Le réalisateur se souvient : "L’écriture de David bouscule les codes habituels et scrute le comportement humain de manière organique. C’est une écriture extraordinaire. Il ne cherche jamais à être en avance sur le spectateur. Très vite, j’ai été aimanté, quasi inconsciemment, par cet univers".
Kajganich, qui a grandi dans les années 80 dans la région du Middle-west décrite par le roman, s'est immédiatement reconnu à sa lecture : "Beaucoup de gens se sont sentis ‘différents’ dans le regard des autres, et l’adolescence est une période de la vie où l’on éprouve souvent un tel sentiment, si bien que j’ai trouvé que le livre tentait courageusement d’en parler, mais sous un angle résolument nouveau".
Le cannibalisme
Si le film traite du cannibalisme, il ne s'agissait pas pour Luca Guadagnino de choquer à tout prix. Il voulait plutôt instaurer une certaine atmosphère et aborder ce sujet comme un besoin primaire qui s'impose à ses personnages, une pathologie qui les rend honteux et les détruit. "Ces personnages sont victimes de leur condition sur laquelle ils n’ont aucune prise, et c’est la métaphore d’autres conditions. Mais, d’entrée de jeu, j’ai voulu croire à l’existence de ces personnages. Et je voulais que le spectateur croie aussi à leur existence sans convoquer d’éléments fantastiques".

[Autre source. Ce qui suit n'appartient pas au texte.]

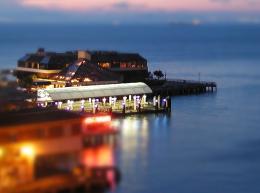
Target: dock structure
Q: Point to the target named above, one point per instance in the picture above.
(175, 87)
(116, 99)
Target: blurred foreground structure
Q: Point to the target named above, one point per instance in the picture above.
(50, 151)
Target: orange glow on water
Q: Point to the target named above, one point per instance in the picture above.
(98, 157)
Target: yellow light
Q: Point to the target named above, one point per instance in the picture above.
(1, 152)
(28, 151)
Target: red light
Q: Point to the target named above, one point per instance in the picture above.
(98, 119)
(98, 157)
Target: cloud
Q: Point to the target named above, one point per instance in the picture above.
(5, 20)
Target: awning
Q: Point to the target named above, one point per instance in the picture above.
(95, 91)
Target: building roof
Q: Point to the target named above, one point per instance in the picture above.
(105, 56)
(82, 69)
(83, 92)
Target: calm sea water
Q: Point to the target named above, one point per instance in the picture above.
(211, 143)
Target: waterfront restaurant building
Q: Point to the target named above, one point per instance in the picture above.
(94, 91)
(51, 69)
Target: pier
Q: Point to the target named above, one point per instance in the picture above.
(175, 87)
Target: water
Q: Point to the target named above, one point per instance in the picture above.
(211, 142)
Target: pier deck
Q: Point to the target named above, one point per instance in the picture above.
(174, 87)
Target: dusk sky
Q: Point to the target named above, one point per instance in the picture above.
(134, 11)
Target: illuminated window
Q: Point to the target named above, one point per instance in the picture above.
(104, 65)
(122, 65)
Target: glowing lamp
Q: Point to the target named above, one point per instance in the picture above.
(99, 119)
(27, 151)
(1, 153)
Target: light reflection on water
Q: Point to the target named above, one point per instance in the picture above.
(210, 144)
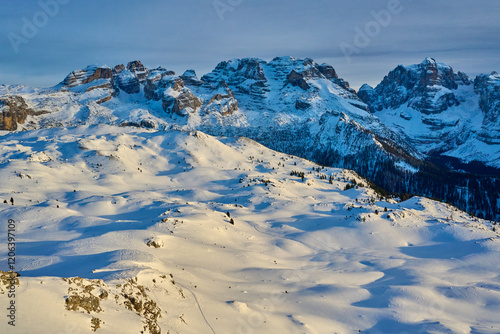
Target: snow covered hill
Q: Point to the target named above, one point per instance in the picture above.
(442, 113)
(127, 229)
(424, 130)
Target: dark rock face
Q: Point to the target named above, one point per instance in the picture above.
(246, 76)
(179, 104)
(13, 110)
(427, 87)
(298, 79)
(223, 101)
(158, 81)
(302, 104)
(127, 81)
(190, 79)
(488, 89)
(139, 70)
(89, 74)
(130, 78)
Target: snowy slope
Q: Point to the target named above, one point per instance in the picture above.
(303, 255)
(440, 112)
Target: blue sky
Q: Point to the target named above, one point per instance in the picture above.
(376, 35)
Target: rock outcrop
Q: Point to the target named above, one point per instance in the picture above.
(427, 87)
(13, 111)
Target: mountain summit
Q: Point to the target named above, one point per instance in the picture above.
(420, 123)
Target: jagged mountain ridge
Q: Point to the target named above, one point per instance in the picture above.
(292, 105)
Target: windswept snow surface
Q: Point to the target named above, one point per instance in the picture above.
(303, 256)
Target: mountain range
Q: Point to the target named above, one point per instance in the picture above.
(134, 200)
(423, 130)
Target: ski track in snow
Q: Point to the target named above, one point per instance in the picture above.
(302, 257)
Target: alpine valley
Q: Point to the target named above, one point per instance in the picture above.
(262, 197)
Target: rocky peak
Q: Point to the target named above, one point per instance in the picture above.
(158, 81)
(428, 87)
(488, 89)
(189, 77)
(139, 70)
(242, 74)
(88, 74)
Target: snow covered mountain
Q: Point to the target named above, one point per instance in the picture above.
(440, 112)
(423, 130)
(134, 230)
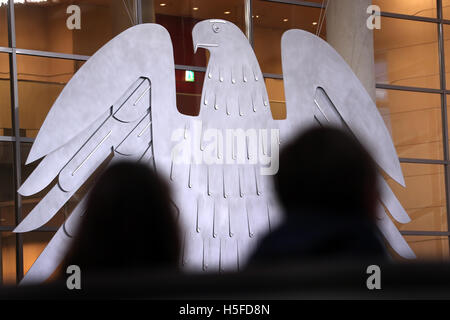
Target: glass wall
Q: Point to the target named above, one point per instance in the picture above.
(410, 72)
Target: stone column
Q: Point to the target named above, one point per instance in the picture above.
(347, 32)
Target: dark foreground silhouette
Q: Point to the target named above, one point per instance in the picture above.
(327, 184)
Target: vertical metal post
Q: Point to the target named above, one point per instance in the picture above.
(138, 11)
(444, 115)
(1, 259)
(249, 21)
(16, 126)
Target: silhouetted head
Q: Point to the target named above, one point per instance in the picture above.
(327, 170)
(129, 222)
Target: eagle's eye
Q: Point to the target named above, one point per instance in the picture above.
(216, 28)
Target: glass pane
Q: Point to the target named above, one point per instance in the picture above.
(406, 53)
(45, 25)
(40, 82)
(420, 8)
(429, 247)
(446, 9)
(271, 20)
(8, 245)
(275, 90)
(446, 33)
(5, 94)
(423, 198)
(33, 245)
(414, 121)
(3, 24)
(6, 184)
(179, 17)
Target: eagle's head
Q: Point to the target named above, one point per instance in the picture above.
(217, 35)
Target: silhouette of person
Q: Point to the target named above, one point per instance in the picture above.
(129, 223)
(327, 184)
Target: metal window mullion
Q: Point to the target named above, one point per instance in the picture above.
(16, 143)
(442, 76)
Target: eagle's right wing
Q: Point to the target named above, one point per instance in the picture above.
(103, 113)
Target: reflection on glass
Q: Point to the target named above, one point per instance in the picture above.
(8, 259)
(40, 82)
(43, 25)
(429, 247)
(5, 94)
(6, 184)
(406, 53)
(420, 8)
(414, 121)
(271, 20)
(33, 245)
(423, 198)
(189, 91)
(3, 25)
(179, 17)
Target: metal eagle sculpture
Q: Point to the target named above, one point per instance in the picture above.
(121, 104)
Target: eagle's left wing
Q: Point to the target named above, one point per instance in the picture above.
(322, 89)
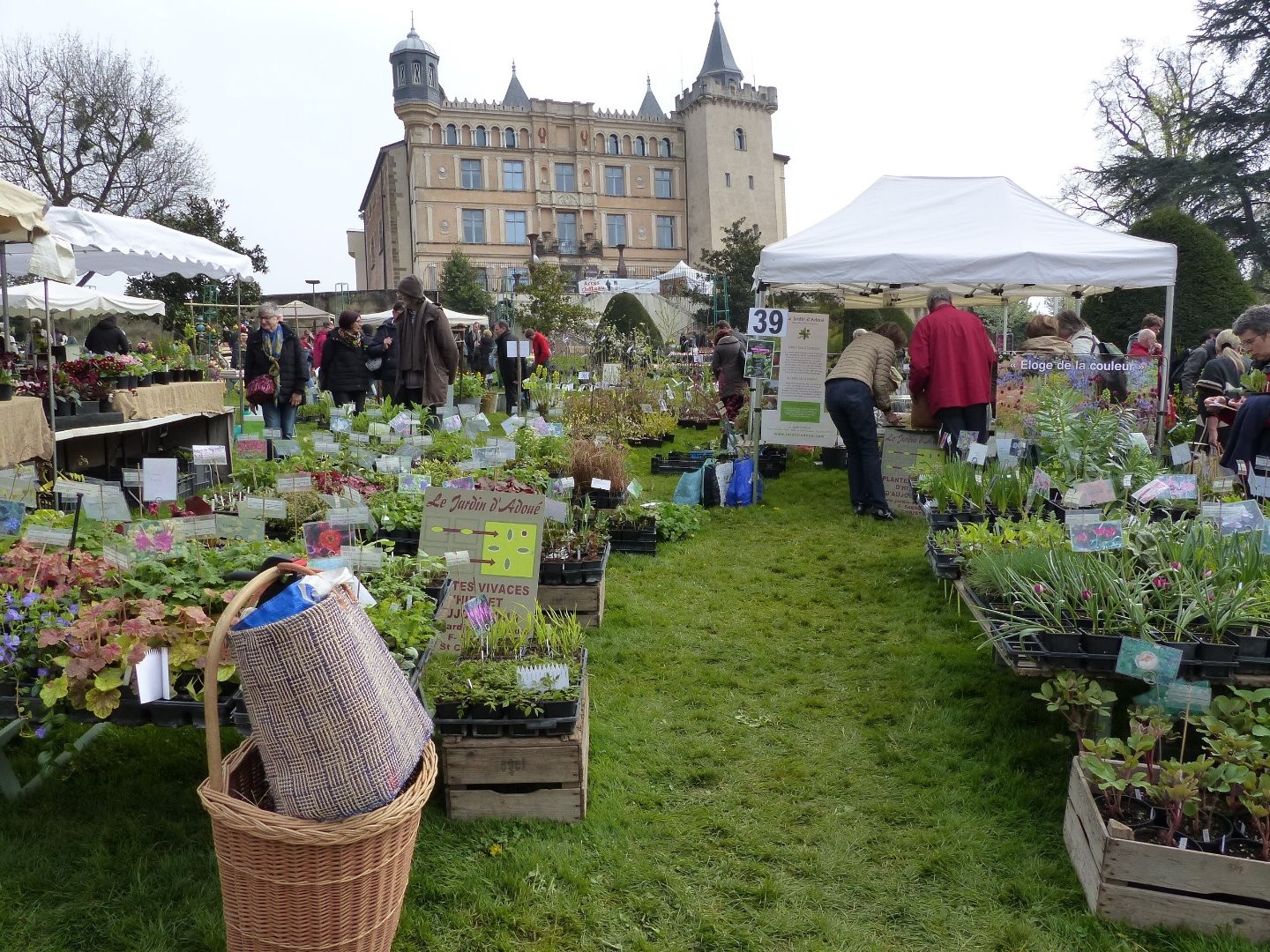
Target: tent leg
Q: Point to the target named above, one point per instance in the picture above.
(1162, 391)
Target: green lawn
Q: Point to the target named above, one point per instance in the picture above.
(796, 744)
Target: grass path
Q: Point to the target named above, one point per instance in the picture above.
(796, 746)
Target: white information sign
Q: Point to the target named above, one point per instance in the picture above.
(768, 322)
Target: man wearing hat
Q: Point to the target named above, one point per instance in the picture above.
(427, 353)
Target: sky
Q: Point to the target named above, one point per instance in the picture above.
(291, 100)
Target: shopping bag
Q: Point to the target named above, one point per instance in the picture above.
(689, 489)
(739, 487)
(340, 729)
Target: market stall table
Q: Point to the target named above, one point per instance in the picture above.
(153, 403)
(25, 432)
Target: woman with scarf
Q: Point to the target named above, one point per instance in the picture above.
(343, 363)
(273, 349)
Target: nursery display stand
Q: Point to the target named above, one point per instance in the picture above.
(1147, 885)
(534, 778)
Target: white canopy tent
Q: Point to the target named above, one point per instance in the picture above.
(984, 239)
(111, 244)
(375, 320)
(69, 301)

Suivant les recommandations du réalisateur, Taylor Russell n’a pas interprété le besoin de Maren de se nourrir de chair humaine comme un phénomène fantastique, mais comme une réalité qui s’impose à elle : "Elle est submergée par cet instinct, par cet appétit, même si ce n’est pas son choix. Mais à mes yeux, le thème du cannibalisme n’est qu’une métaphore qui suggère les thèmes profonds du film. Il y a bien d’autres sujets plus intéressants que sa condition".
La chair et le sang
Le réalisateur tenait à représenter le cannibalisme à l’écran de la façon la plus réaliste possible, sans tomber dans le gore outrancier ou fantaisiste. Pour cela, la responsable du maquillage Fernanda Perez s’est entretenue avec un pathologiste, comme elle l’explique à GQ : “nous voulions savoir à quoi cela ressemble de manger une personne - et nous avons découvert que ce n'est pas si facile.”

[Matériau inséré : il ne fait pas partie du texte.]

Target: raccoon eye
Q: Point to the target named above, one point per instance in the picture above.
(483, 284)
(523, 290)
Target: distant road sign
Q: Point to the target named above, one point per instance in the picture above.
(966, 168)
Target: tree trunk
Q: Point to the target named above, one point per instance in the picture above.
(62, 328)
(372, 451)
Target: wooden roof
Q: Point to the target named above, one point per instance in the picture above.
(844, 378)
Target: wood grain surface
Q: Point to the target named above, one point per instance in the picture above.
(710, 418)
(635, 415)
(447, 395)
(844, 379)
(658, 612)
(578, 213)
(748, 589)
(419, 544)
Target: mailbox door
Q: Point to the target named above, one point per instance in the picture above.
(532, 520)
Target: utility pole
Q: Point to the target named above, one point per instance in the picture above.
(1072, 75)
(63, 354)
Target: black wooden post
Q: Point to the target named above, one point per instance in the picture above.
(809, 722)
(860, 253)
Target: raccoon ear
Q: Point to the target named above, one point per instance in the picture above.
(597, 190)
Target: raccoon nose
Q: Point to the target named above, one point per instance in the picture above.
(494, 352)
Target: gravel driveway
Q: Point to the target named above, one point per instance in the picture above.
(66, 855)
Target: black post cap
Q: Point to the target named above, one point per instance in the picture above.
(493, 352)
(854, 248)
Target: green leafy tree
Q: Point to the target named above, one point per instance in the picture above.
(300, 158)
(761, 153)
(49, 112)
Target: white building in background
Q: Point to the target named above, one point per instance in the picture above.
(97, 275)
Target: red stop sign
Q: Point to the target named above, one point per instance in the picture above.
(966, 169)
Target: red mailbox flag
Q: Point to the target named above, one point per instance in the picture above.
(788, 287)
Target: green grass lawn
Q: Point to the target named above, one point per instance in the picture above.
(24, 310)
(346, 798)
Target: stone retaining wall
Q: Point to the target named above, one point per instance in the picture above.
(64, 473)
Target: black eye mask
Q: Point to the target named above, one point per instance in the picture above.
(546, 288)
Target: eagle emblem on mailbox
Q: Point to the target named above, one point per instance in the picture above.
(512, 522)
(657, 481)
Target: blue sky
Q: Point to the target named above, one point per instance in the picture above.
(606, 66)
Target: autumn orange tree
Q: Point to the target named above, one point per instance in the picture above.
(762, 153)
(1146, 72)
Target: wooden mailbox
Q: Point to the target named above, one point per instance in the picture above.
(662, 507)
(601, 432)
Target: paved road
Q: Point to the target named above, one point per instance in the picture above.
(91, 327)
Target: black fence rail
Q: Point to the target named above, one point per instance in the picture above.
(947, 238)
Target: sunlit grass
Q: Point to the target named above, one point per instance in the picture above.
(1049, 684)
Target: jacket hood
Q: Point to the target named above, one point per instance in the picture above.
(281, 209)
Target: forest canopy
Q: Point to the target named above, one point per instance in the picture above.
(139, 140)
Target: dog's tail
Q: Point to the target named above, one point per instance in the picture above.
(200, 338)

Sur le plateau, les comédiens se “nourrissaient” soit d’une réplique complète d’un corps, soit de parties en silicones placées sur de véritables acteurs. Jason Hamer, responsable des prothèses, révèle que la difficulté résidait dans la reconstitution des différentes couches de la peau, y compris la couche graisseuse, les muscles et les tendons : “Il ne s'agit pas seulement d'un gros morceau de silicone plat. Il faut déchirer et obtenir le grain entre les dents, toutes ces choses que Luca voulait.”
La chair était faite en silicone platinum, utilisé ordinairement dans l’industrie dentaire. Pour le sang, il s’agissait de sirop, de cerises et de brownies mixés. La chef maquilleuse imbibait des éponges de ce faux sang et demandait aux acteurs de les mordre afin de savoir où appliquer le maquillage entre les prises. Un biberon était également utilisé : les acteurs buvaient puis recrachaient le mélange sirupeux afin de recouvrir de faux sang leurs dents et leur bouche.
Un réalisateur qui fait l'acteur
Le réalisateur David Gordon Green, à qui l'on doit la nouvelle trilogie Halloween, est très ami avec Luca Guadagnino. Il tient un petit rôle dans Bones and All. C'est d'ailleurs lui qui devait à l'origine réaliser le remake de Suspiria, avant que le projet n'arrive entre les mains du cinéaste italien. "Je me suis dit qu’il serait formidable pour cette scène : je lui ai demandé ce qu’il en pensait, et par chance, il a accepté et a même voulu qu’on lui fasse une crête iroquoise plus radicale que ce qui était prévu au départ. C’était génial".